Long-delayed efforts to build a no-kill public animal shelter in Corrales appear finally to be moving forward. Newly elected mayor Scott Kominiak attended the March 20 meeting of the animal shelter task force and expressed support for contracting with the specialty architectural firm Animal Arts of Boulder, Colo., to prepare a feasibility study. Animal Arts designed the Santa Fe municipal animal shelter and the renovated facility at Animal Humane New Mexico.
    Kominiak said animal issues were “all I heard about” the first week of the campaign, and of clear importance to the Village. With Councilor Ennio Garcia-Miera, who also attended the meeting, the mayor supported requesting that the Village Council at its April 8 meeting approve funding the feasibility study as a first step.
    He said he would like to see recently raised bond revenue go to purchase land for a shelter, which would help raise money from private and government sources for construction.
    Corrales is the only “no-kill” community in the nation that lacks a public shelter—a precarious situation sustained only by the contributions of volunteer-led rescue organizations (“The Flipside of ‘Animal- Friendly,’” Feb/March 2014). The mayor agreed with task force members that the situation is risky and untenable.
    Kominiak also said he would look into making pet adoptions a regular part of the weekly Grower’s Market and other Village events.
    The animal shelter task force was created earlier this year to study the feasibility of a municipal animal shelter and make detailed recommendations to the Village Council in September. The six-member panel includes Bosque Beast editor and publisher Keiko Ohnuma.

Dogs get their day

The historic Gutierrez Minge house in Corrales, part of the Museum of New Mexico, will open to the public on April 12 from 1 to 4 p.m. for a Second Saturday program focusing on dogs. Trainer Barbara Mitchell from the Sandia Dog Obedience Club will do a demonstration with her furry pack for families with children at 1 p.m. At 2:30 there will be an illustrated talk about the importance of dogs to the early peoples of New Mexico by Dody Fugate, a curator at the Museum of Indian Arts and Culture in Santa Fe. Visit the museum online at www.cabq.gov/culturalservices/ albuquerque-museum/casa-san-ysidro or call 897-8828. Sorry, pooches are not invited!
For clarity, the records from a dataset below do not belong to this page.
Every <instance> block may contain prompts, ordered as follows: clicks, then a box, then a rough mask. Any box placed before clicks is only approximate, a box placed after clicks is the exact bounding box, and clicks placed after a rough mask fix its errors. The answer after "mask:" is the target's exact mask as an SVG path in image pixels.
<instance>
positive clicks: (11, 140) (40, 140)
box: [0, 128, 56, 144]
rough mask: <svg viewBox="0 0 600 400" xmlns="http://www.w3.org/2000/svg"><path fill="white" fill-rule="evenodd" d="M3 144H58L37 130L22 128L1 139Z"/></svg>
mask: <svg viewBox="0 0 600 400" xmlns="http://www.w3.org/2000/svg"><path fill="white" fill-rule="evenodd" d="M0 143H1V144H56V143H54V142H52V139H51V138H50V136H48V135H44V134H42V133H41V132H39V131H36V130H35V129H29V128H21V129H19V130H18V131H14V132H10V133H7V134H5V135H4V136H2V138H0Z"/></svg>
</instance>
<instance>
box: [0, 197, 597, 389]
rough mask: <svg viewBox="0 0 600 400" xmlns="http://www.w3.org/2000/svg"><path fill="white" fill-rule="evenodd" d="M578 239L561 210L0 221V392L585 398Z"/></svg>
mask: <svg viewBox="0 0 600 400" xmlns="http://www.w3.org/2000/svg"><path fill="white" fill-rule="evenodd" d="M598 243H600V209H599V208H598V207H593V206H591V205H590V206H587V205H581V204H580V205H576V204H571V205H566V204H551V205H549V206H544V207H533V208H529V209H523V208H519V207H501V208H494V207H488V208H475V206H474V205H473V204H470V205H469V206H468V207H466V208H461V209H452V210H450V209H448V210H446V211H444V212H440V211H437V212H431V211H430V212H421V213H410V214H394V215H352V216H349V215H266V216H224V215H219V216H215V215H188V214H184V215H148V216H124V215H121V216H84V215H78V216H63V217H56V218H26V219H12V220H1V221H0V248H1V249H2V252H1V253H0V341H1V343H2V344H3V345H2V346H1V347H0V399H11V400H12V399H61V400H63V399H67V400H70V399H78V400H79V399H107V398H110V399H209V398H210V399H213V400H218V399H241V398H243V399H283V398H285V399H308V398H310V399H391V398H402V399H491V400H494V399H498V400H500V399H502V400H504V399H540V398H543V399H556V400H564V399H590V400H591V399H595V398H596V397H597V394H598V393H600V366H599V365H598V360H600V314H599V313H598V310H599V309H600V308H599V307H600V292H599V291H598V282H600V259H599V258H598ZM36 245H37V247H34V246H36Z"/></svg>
Visit the wildlife hospital

The Wildlife Rscue Clinic at Albuquerque’s Rio Grande Nature Center is having its annual open house on April 26 from 10 a.m. to 2 p.m. It’s a good chance for interested volunteers and others to learn about what wildlife rehabilitators do, as well as a once-ayear opportunity to see the clinic and birds. Refreshments will be served. Volunteer training takes place April 5 and 12. Call 344-2500 or email wri.volunteer@gmail. com to reserve a space. The clinic is at 2901 Candelaria Road NW; park at the Nature Center for $3.

Wild horse films screening

Don’t forget the Wild Horse Film Showcase opens at 5 p.m. Friday, April 4, with a reception of photo contest winners and a free showing of the film El Caballo at Collected Works Bookstore in Santa Fe. On Saturday, films will be shown all day at the Palace of the Governors for $5 each, but tickets must be purchased in advance from ticketssantafe.org. The event is sponsored by Cimarron Sky-Dog Sanctuary: (505) 454- 3894.